La Corte milanese, invece, mostra di non avere in alcun modo valutato il fatto che la cartella IVA 2014 sia stata sgravata dall’Agenzia delle Entrate in via di autotutela a seguito di ricorso proposto da C. s.r.l. dinanzi alla Commissione Tributaria e che la cartella relativa all’IVA 2015 ha formato oggetto di “rottamazione” e, nell’ambito di tale procedura (la cd. “rottamazione ter”), per cui sono stati corrisposti dal contribuente all’Erario 68.983,142.

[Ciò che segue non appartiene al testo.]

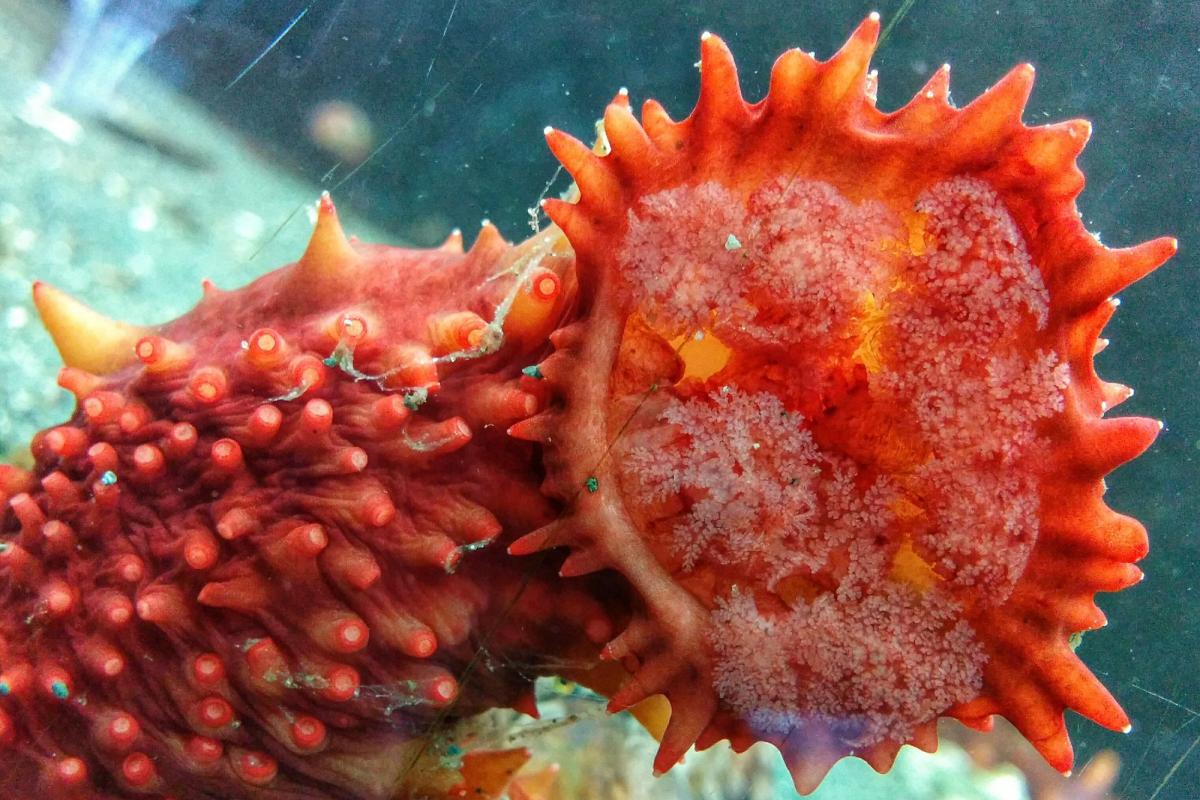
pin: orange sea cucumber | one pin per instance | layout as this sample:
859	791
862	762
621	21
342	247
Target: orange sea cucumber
805	388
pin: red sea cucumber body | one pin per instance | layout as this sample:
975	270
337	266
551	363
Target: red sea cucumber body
814	400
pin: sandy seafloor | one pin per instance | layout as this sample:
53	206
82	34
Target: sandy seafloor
133	232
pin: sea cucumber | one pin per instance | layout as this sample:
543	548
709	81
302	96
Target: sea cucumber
804	388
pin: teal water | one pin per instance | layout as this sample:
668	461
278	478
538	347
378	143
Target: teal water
193	178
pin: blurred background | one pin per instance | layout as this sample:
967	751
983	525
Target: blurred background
148	144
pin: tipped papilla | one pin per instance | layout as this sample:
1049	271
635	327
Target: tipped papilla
317	417
661	130
307	734
101	657
265	349
720	95
54	683
201	549
376	510
79	383
208	385
340	683
65	441
163	605
537	305
61	493
58	599
489	244
263	425
207	669
138	770
991	118
17	680
85	338
115	731
67	774
845	76
253	767
161	355
247	593
1099	272
226	455
453	332
268	667
129	569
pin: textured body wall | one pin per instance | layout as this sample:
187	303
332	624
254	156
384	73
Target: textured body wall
805	385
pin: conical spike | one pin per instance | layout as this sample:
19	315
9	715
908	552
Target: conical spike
630	145
790	80
993	116
663	131
881	756
718	74
845	73
1108	444
85	338
490	239
329	251
621	98
454	242
809	755
588	170
581	563
1053	149
569	218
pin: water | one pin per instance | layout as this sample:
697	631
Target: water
196	166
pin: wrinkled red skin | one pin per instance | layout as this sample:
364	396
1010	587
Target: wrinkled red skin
270	552
430	565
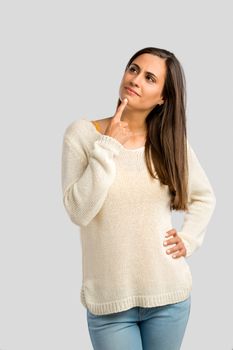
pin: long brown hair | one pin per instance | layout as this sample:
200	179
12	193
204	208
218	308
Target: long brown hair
166	141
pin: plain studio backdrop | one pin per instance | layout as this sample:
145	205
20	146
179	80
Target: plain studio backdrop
62	61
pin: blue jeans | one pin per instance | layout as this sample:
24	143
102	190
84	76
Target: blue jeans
138	328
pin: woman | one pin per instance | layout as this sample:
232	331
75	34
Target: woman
122	176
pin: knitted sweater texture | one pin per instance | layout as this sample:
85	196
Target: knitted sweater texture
123	215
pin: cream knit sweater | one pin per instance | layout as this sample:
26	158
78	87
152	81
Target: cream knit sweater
123	215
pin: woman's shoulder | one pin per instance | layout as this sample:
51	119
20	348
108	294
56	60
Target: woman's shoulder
101	124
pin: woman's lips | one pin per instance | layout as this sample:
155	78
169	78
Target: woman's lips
130	91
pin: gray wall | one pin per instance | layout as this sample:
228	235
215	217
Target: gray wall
61	61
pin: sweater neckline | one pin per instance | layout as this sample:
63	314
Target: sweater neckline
124	148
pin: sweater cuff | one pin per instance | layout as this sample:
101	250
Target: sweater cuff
110	143
189	250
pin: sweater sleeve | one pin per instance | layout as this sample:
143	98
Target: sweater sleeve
86	180
201	204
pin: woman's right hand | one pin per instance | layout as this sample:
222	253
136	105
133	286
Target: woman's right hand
118	128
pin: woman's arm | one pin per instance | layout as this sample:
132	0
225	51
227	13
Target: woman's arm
85	182
201	204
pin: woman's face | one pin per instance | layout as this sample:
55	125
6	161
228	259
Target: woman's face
146	76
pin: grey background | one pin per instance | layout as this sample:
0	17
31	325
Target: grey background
61	61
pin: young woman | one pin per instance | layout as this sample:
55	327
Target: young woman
121	177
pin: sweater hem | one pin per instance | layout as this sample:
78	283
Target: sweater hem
135	300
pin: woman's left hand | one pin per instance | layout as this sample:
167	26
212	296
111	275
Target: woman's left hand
179	249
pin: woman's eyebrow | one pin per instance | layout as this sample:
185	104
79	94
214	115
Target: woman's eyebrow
140	68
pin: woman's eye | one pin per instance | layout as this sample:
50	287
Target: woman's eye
132	69
150	78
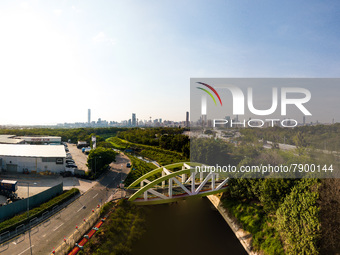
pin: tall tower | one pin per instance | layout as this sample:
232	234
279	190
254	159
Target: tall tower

Condivisibilmente, come ricorda il ricorrente, Sez. 3, n. 28031 del 24/5/2023, non mass., proprio in tema di omesso versamento IVA si è pronunciata sulla rilevanza ex art. 131 bis cod. pen. della condotta successiva alla commissione del reato (pagamento del debito tributario) ai fini del riconoscimento della particolare tenuità del fatto.

In quel caso la Corte di legittimità ebbe a ritenere essere «indubbio che la condotta “susseguente” al reato (che, ove intervenuta “prima della dichiarazione di apertura del dibattimento di primo grado”, avrebbe certamente consentito l’applicabilità dell’altra speciale causa di non punibilità prevista dall’art. 13, comma 1, D.Lgs. n. 74 del 2000), ha sostanzialmente neutralizzato la gravità dell’offesa, originariamente consistente (notevole essendo indubbiamente l’importo il cui versamento era stato omesso, pari a poco meno di 710.000 euro), provocata all’Erario, avendo i ricorrenti dimostrato con il proprio comportamento la volontà di assolvere il debito tributario, provvedendo tempestivamente ad onorare il piano rateale concordato con il Fisco, tanto da determinare l’adozione in appello del provvedimento di revoca della disposta confisca in primo grado».

E anche in quel caso, dalla motivazione dei giudici di appello, emergeva come il successivo versamento rateale del debito tributario «…non è stato valutato in termini di condotta “susseguente” al reato nei termini richiesti dalla nuova previsione (e non poteva, del resto, esserlo, non essendo a tale data ancora entrata in vigore la novella dell’art. 131-bis, cod. pen.), essendosi limitata la Corte territoriale ad esprimere una semplice valutazione in termini recessivi di tale condotta, a fronte del danno erariale cagionato sia in assoluto sia in rapporto alla soglia di punibilità, in considerazione del notevole importo il cui versamento era stato omesso».

Il medesimo principio, applicato alla sentenza emessa nei confronti del C., impone un annullamento con rinvio per valutare i profili su cui la Corte territoriale ha omesso di pronunciarsi.